Ingrid und ich kannten uns noch nicht, als ich mich mit ihr zum Interview verabredete. Sie ist die Leiterin der sechsköpfigen Teams, das sich ehrenamtlich um das kleine Museum kümmert. Die Verabredung klappte – wie immer in Dänemark – reibungslos. Zum Gespräch erschien Ingrid mit Kaffee und dänischen Kringeln – eine Geste, die ich in deutschen Museen noch nie erlebt habe. Da war nicht ein Quäntchen Misstrauen, noch nicht einmal Skepsis, sondern nur Offenheit. Ich habe das über Ingrid schon einmal In Facebook geschrieben: Sie ist eine der [sie mag mir das Adjektiv nachsehen] bezaubernden, geradezu süßen älteren Damen, an denen Dänemark so reich ist.

Und was ich an Interviewpartnern so mag: Sie war stolz auf ihre Arbeit und das Museum, ohne arrogant zu wirken. Aber nun zu Martin Andersen Nexø: Er hat nur drei Jahre in dem Haus gewohnt, von 1882 bis 1884. Das Museum wurde 1990 eröffnet, seit 1993 steht das Haus unter Denkmalschutz. Gerade ist es renoviert und umgestaltet und modernisiert worden. Die Ausstellung zeigt Porträtgemälde, Fotografien, Fotokopien seiner Briefe und persönliche Gegenstände. Und viele seiner Bücher.  Seine Werke wurden 10 Millionen Mal verkauft und in 44 Sprachen übersetzt.
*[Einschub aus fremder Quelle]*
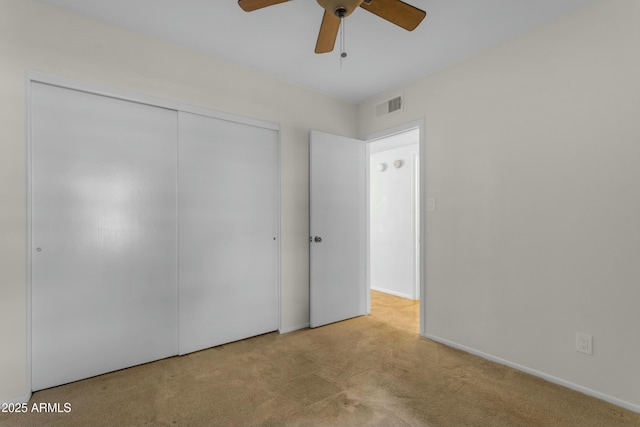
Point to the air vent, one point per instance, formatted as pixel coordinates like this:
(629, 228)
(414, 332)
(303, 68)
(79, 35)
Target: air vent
(389, 106)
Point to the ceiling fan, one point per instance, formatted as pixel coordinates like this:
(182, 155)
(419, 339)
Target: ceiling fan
(394, 11)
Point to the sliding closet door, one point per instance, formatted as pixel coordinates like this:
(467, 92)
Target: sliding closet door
(104, 261)
(227, 227)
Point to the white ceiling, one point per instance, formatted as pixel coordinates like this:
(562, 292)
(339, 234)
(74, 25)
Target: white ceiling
(279, 40)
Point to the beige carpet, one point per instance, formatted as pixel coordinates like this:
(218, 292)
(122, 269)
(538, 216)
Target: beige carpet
(362, 371)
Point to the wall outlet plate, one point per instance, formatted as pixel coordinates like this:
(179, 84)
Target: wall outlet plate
(584, 343)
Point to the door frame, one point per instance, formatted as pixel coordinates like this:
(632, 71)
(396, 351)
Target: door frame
(416, 124)
(63, 82)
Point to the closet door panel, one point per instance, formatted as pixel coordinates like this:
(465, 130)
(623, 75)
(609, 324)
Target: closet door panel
(104, 261)
(227, 229)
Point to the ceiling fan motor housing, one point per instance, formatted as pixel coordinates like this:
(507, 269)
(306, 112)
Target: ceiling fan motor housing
(341, 8)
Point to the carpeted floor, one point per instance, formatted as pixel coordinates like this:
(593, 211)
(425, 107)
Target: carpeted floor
(363, 371)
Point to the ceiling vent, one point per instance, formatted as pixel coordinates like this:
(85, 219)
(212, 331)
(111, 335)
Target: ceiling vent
(389, 106)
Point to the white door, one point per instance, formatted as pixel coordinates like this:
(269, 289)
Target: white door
(228, 253)
(104, 270)
(338, 228)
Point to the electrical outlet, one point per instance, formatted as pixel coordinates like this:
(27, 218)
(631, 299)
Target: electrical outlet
(584, 343)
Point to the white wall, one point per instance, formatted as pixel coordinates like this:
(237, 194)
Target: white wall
(532, 151)
(39, 37)
(392, 231)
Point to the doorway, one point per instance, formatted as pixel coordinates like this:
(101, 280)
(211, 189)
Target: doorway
(394, 228)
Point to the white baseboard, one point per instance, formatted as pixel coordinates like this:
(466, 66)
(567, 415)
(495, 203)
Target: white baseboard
(398, 294)
(550, 378)
(293, 328)
(19, 399)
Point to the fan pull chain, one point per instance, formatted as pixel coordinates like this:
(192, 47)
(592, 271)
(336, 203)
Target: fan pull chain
(343, 53)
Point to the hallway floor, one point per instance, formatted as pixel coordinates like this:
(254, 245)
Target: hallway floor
(401, 313)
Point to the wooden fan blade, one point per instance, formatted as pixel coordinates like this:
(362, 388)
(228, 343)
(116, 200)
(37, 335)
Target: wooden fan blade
(397, 12)
(328, 33)
(251, 5)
Aber seien wir mal ehrlich: Wer von uns kennt schon Martin Andersen Nexø, den wohl bedeutendsten Vertreter der dänischen Arbeiterliteratur- Der Arbeiterklasse fühlte er sich Zeit seines Lebens verbunden, stammte er doch selbst aus ärmlichen Verhältnissen. Er wurde 1869 in Kopenhagen geboren und zog 1877 nach Bornholm. Das äußerst harte Leben der Bauern, Fischer und Arbeiter auf der Insel schildert der erste Teil des 1906 bis 1910 erschienenen vierbändigen Romans „Pelle der Eroberer“. Dieser Teil des Romanzyklus wurde  durch den gleichnamigen Film des Regisseurs Bille August berühmt, der 1987 auf Bornholm gedreht und ein Jahr später mit der goldenen Palme von Cannes ausgezeichnet wurde. Er Film errang sogar einen Oscar als bester fremdsprachiger Film. Ein Jahr vor dieser berühmten Verfilmung drehte die Defa einen Film über das gleiche Thema und mit dem gleichen Titel, der im Fernsehen der DDR ausgestrahlt wurde. Ein ebenfalls sehr  sehenswerter Streifen.
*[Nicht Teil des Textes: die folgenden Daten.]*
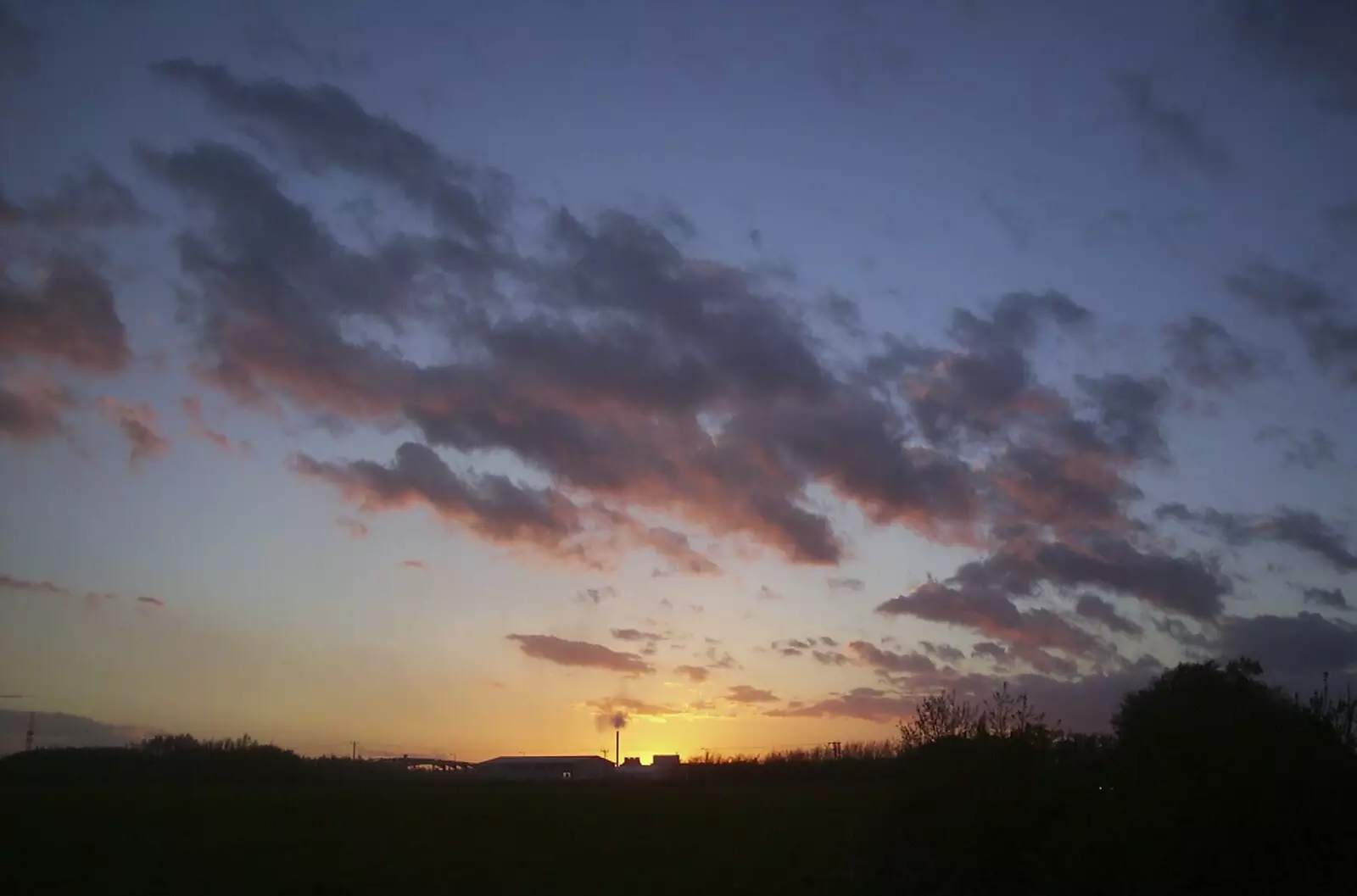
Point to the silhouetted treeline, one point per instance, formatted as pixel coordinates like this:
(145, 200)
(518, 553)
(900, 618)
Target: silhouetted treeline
(1212, 782)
Als Mitglied der dänischen kommunistischen Partei kam Martin Andersen Nexø 1941 während der deutschen Besetzung in Haft, aus der er zwei Jahre später über Schweden in die Sowjetunion floh- Nach dem Krieg kehrte er zwar nach Dänemark zurück ließ, sich aber 1951 In der DDR nieder. War Ehrendoktor der Universität Greifswald und Ehrenbürger der Stadt Dresden, wo er ab 1952 wohnte. Er starb 1954 im Alter von 84 Jahren und wurde in Kopenhagen auf dem berühmten Assistenz Friedhof beerdigt.

Nach der Wende bestand in Dresden kein Bedarf mehr an seiner Villa, die lange als Erinnerungsstätte gedient hatte. Ich war zufällig auf Bornholm und in Nexø, als 1990 sein Elternhaus in das Museum umgewandelt wurde. Damals wurden in dem frischgebackenen Museum antiquarischen ein paar Werke von ihm verkauft, die man aus Dresden herübergeschafft hatte. Ich erwarb einige Bücher, die heute in meiner Bibliothek stehen – ungelesen, wie ich gestehen muss. Das hole ich jetzt nach.